Théo. – C’est pour cela que tu préfères l’appeler aspirant plutôt que pratiquant ?
L’Ancien. – La pratique, grâce au nettoyage et à la transmission, est extrêmement efficace, mais le But reste une conquête.
Théo. – Principalement envers soi-même. D’ailleurs j’ai remarqué que les méditants qui m’inspirent le plus, réussissent aussi dans leur vie, tant dans leur milieu professionnel que familial. Ils entreprennent leur quête non pas par manque mais par…
L’Ancien l’interrompt :
– Chaque âme aspire à la même chose, le retour à Dieu. Ne préjuge pas suivant des critères extérieurs. Tu voulais un critère important, en voici un : la compassion. Pour certains, la destinée que leur âme a choisie n’est pas facile. C’est souvent parce qu’elle veut atteindre le but rapidement.
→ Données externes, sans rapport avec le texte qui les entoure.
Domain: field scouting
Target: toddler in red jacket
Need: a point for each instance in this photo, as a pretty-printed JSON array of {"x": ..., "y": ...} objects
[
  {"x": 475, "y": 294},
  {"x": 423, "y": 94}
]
Théo. – Mais le parcours choisi est parfois extrêmement difficile, presque insurmontable…
L’Ancien. – Le Maître de Sagesse le sait et ces aspirants obtiendront toute son aide. La libération, la réalisation viennent parfois soudainement, de manière inattendue, bien souvent après des années, voire des vies de travail à la « mine ». Cela mérite un profond respect.
Théo. – Je comprends, tu as raison.
L’Ancien. – L’Amour ne se soucie pas de nos critères, mais de l’ouverture des cœurs et c’est à cela que nous travaillons. Aucune technique yogique n’est capable d’y parvenir. L’Amour répond à l’Amour.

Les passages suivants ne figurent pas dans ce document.